Git
Subscribe to our newsletter
📬 Receive new lessons straight to your inbox (once a month) and join 40K+ developers in learning how to responsibly deliver value with ML.
Intuition
Whether we're working individually or with a team, it's important that we have a system to track changes to our projects so that we can revert to previous versions and so that others can reproduce our work and contribute to it. Git is a distributed versional control system that allows us do exactly this. Git runs locally on our computer and it keeps track of our files and their histories. To enable collaboration with others, we can use a remote host (GitHub, GitLab, BitBucket, etc.) to host our files and their histories. We'll use git to push our local changes and pull other's changes to and from the remote host.

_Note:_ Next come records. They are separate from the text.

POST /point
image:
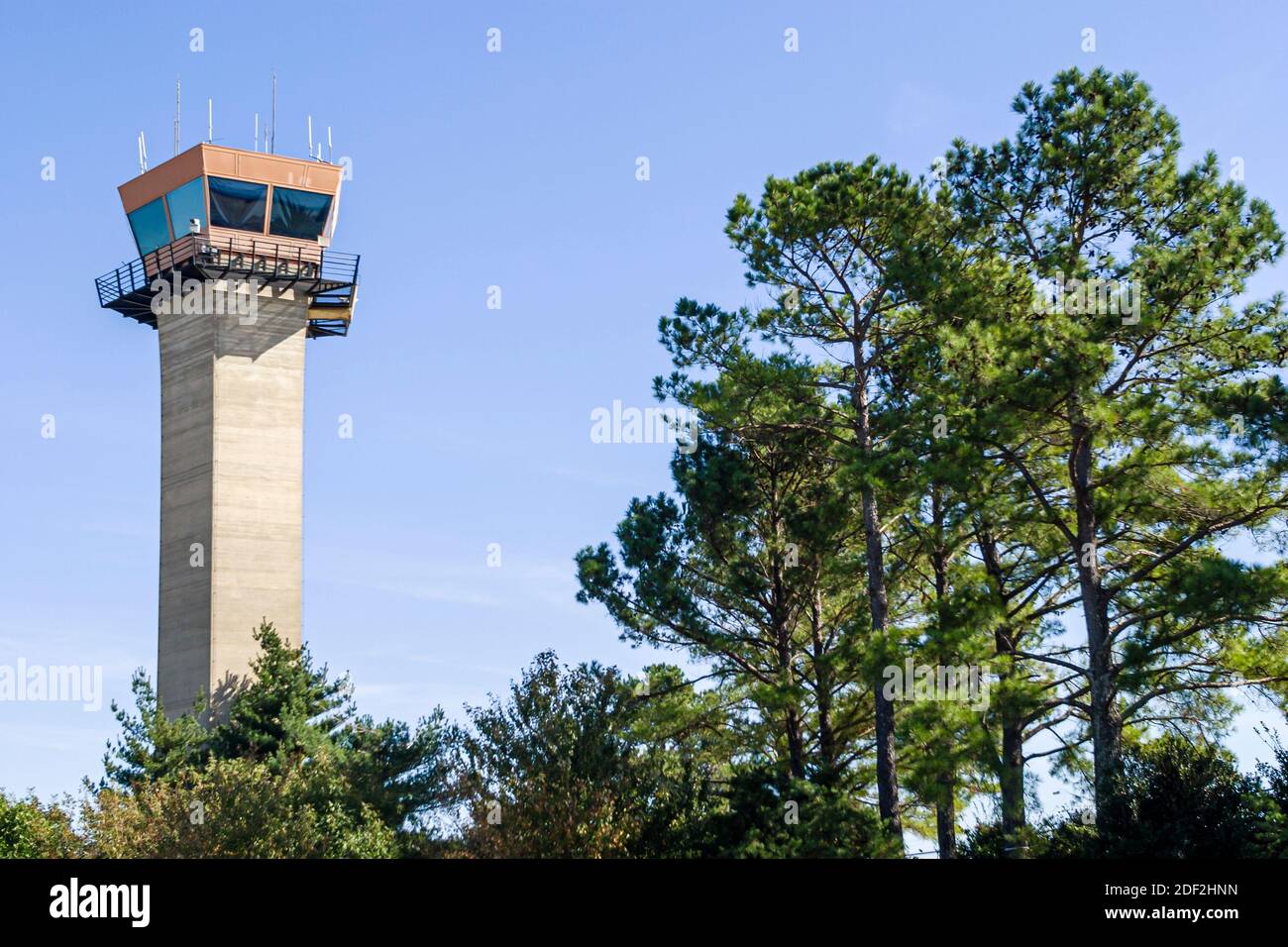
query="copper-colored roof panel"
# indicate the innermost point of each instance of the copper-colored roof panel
(228, 162)
(161, 179)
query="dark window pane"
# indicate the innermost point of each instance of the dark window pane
(150, 227)
(237, 204)
(299, 213)
(187, 201)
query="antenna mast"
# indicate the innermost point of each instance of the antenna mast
(176, 111)
(271, 140)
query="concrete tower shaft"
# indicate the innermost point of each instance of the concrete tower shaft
(232, 468)
(236, 272)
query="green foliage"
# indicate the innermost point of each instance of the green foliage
(290, 715)
(30, 828)
(240, 808)
(555, 771)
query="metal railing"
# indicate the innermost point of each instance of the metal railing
(215, 257)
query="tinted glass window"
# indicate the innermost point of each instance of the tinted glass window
(299, 213)
(237, 204)
(150, 227)
(187, 201)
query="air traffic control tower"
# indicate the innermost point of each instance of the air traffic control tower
(235, 272)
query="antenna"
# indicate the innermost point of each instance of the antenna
(271, 141)
(176, 112)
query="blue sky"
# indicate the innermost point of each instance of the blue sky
(472, 169)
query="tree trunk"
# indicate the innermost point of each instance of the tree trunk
(945, 817)
(888, 779)
(823, 693)
(1106, 719)
(1010, 774)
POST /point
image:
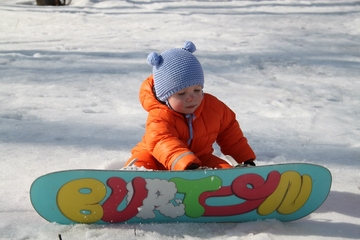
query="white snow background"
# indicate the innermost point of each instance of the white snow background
(69, 82)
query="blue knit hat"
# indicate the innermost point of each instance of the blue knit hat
(174, 70)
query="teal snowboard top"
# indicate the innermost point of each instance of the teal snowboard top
(285, 192)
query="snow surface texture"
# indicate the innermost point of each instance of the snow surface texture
(69, 81)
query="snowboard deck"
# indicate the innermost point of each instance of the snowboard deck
(285, 192)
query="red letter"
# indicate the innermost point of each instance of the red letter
(255, 195)
(119, 191)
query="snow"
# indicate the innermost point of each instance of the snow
(69, 81)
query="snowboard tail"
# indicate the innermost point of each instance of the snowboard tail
(285, 192)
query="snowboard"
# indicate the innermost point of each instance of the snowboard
(285, 192)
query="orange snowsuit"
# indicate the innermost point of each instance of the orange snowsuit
(170, 144)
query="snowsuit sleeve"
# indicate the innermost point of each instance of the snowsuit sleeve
(231, 138)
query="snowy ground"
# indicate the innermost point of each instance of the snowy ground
(69, 80)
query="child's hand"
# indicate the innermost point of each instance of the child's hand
(192, 166)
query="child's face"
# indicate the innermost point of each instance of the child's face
(187, 100)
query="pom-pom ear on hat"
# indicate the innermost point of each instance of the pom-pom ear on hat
(175, 69)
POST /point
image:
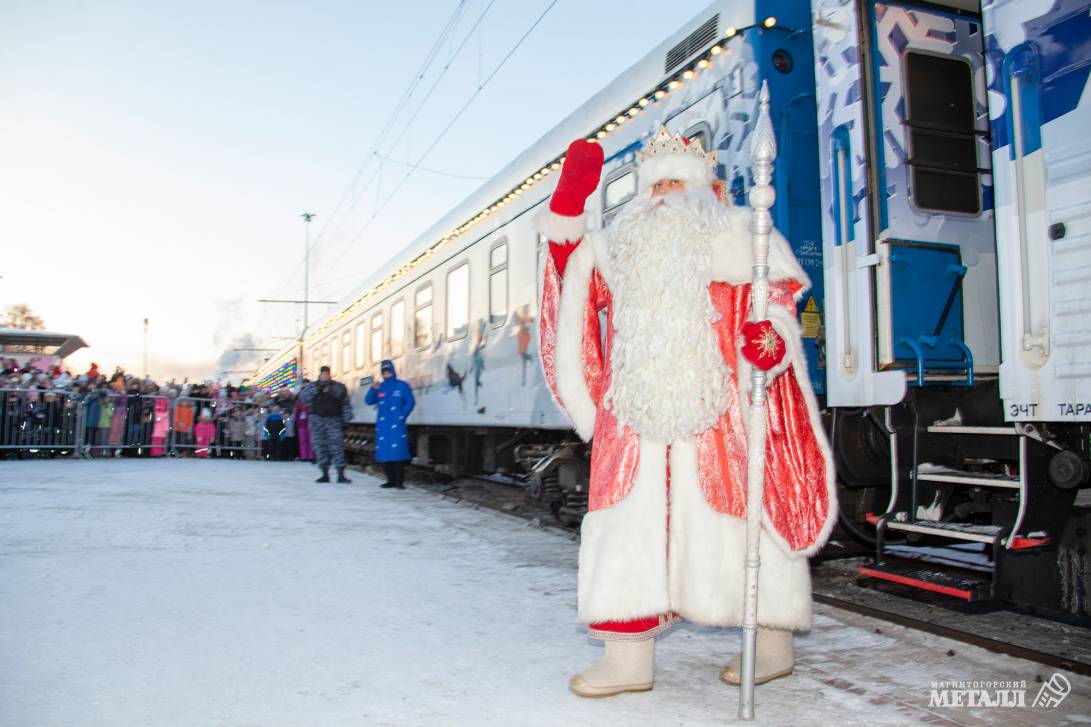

Git is traditionally used to store and version small files <100MB (scripts, READMEs, etc.), however, we can still version large artifacts (datasets, model weights, etc.) using text pointers pointing to blob stores. These pointers will contain information such as where the asset is located, it's specific contents/version (ex. via hashing), etc.
Set up
Initialize git
Initialize a local repository (.git
directory) to track our files:
git init
Initialized empty Git repository in /Users/goku/Documents/madewithml/MLOps/.git/
We can see what files are untracked or yet to be committed:
git status
On branch main No commits yet Untracked files: (use "git add..." to include in what will be committed) .flake8 .vscode/ Makefile ...
.gitignore
We can see that we have some files that we don't want to push to a remote host, such as our virtual environment, logs, large data files, etc. We can create a .gitignore
file to make sure we aren't checking in these files.
touch .gitignore
We'll add the following files to the file:
# Data
logs/
stores/
data/
# Packaging
venv/
*.egg-info/
__pycache__/
# Misc
.DS_Store
For now, we're going to add data
to our .gitignore
file as well but this means that others will not be able to produce the same data assets when they pull from our remote host. To address this, we'll push pointers to our data files in our versioning lesson so that the data too can be reproduced exactly as we have it locally.
Tip
Check out our project's .gitignore for a more complete example that also includes lots of other system artifacts that we would normally not want to push to a remote repository. Our complete .gitignore
file is based on GitHub's Python template and we're using a Mac, so we added the relevant global file names as well.
If we run git status
now, we should no longer see the files we've defined in our .gitignore
file.
Add to stage
Next, we'll add our work from the working directory to the staging area.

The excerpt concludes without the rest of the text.